API level Circuit Breaker Implementation

75 Views Asked by At

Our current service setup has ServiceZ which calls multiple other downstream services like ServiceA, ServiceB and in turn multiple API's of these downstream services assuming ApiA1(Get), ApiA2(Post), ApiA3(Get), ApiB1(Post), ApiB2(Get) and so.

What should be correct setup for circuit breaker to implement? We already have service level circuit breaker should we break it down to API level in order to avoid complete setup failure? Or should be implemented at HTTP method level?

2

There are 2 best solutions below

0
StepUp On

It seems that it is necessary to implement circuit breaker at http method level in your serviceZ. Because you have a main service which makes calls to other services such as ApiA1(Get), ApiA2(Post), ApiA3(Get), ApiB1(Post), ApiB2(Get) and so. And when some of these services fails you need to decide what circuit breaker should do.

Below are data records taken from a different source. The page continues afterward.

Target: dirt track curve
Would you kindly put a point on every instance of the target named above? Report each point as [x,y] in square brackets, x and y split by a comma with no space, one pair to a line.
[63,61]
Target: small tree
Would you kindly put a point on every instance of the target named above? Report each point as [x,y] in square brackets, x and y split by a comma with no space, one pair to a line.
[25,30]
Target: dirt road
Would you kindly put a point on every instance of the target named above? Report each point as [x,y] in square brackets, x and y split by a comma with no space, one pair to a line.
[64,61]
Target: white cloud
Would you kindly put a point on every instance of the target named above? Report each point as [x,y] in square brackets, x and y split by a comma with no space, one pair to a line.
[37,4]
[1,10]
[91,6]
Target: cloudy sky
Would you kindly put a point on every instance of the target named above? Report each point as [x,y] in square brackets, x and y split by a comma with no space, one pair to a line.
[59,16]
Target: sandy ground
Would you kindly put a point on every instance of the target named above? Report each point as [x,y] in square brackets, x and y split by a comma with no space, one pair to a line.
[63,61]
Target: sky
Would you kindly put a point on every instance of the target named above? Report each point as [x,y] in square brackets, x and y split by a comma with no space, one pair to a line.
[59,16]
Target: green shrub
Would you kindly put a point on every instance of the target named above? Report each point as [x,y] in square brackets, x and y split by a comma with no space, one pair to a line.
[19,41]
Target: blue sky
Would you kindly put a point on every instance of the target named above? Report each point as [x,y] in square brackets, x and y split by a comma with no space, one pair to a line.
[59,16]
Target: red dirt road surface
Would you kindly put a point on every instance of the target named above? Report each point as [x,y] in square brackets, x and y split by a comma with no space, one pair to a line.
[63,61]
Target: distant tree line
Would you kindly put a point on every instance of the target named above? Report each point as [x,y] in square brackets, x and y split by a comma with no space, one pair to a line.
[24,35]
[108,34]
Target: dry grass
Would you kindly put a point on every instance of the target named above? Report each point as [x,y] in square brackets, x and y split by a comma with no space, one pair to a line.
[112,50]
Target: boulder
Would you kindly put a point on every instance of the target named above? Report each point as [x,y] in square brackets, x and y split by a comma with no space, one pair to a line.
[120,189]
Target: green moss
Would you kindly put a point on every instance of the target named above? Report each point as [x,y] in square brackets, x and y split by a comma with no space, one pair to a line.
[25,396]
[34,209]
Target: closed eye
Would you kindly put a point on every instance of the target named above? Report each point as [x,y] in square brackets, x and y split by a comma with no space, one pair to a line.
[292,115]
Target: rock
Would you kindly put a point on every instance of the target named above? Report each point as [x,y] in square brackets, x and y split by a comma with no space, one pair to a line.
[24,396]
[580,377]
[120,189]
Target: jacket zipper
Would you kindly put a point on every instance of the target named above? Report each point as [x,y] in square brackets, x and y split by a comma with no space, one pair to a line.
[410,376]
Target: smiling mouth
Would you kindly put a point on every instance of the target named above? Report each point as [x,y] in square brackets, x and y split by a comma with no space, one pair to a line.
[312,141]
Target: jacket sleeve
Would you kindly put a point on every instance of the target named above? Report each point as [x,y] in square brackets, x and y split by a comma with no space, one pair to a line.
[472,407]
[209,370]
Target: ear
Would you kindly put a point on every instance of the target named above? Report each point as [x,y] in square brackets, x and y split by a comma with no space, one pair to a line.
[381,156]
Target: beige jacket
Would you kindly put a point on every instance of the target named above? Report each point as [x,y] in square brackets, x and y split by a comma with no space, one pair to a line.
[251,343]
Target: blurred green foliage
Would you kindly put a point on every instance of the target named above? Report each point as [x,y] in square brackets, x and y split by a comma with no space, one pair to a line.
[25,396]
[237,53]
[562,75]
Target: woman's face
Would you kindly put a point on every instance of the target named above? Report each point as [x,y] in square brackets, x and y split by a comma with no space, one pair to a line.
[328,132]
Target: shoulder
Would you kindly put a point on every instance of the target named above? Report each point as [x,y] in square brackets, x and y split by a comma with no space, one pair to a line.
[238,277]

An example can be seen here.

0
Peter Csala On

What should be correct setup for circuit breaker to implement?

The main aim of having circuit breakers is to prevent cascading failures. In other words the transient failure of a downstream system should not be propagated to the upstream systems. By concealing the failure we are actually preventing a chain reaction (domino effect).

Back to your question, it depends on a lots of factors, like:

  • How often does the upstream call the downstream's endpoints?
  • Are the downstream's endpoints called in the same frequency and do they have the same business criticality?
  • What sort of transient failure should trigger a circuit to break?
  • What will the upstream service do if the circuit is broken?
  • etc.

My main point here is that you should not evaluate your concerns in vacuum. You should have a good understanding of the communication flows and have detailed plans how to handle certain kinds of failures.

We already have service level circuit breaker should we break it down to api level in order to avoid complete setup failure?

Lets consider two different scenarios.

Scenario A: The downstream system is already having hard time to process the requests (for whatever reason).

  • If you have a single service level circuit breaker that would allow the downstream to self-heal while the upstream's outbound calls are shortcutted by the circuit.
  • If you have endpoint level circuit breakers that would allow to pass through some traffic because most probably not all circuits break at the same time. The downstream will still receive requests while it tries to self-heal.

Scenario B: For one of the endpoints the request processing takes too long so, the requests are timed out by the upstream. Other endpoints are serving request quickly.

  • If you have a single service level circuit breaker that would prevent to call the "healthy" endpoints as well. The problematic endpoint might not be business critical but several others from the "healthy" endpoints could be.
  • If you have endpoint level circuit breakers that would allow to call "healthy" endpoints by isolating the problematic one.

As you can see, different scenarios might require different solutions. It is highly depending on your requirements and what do you want to achieve.

Or should be implemented at http method level?

I think it should be clear by now that adding more circuit breakers (scoping them to be more fine-grained) depends on a lots of factors. I don't want to echo here what I have already said above, just want to extend with one more thought.

Making your system more resilient should not be done alone (only inside the upstream). Resiliency service design means that there is a predefined protocol between upstream and downstream how to handle together transient failures. In other words the upstream and downstream services can apply multiple proactive and/or reactive resilience mechanisms to withstand transient failures BUT they should agree upon how to handle them.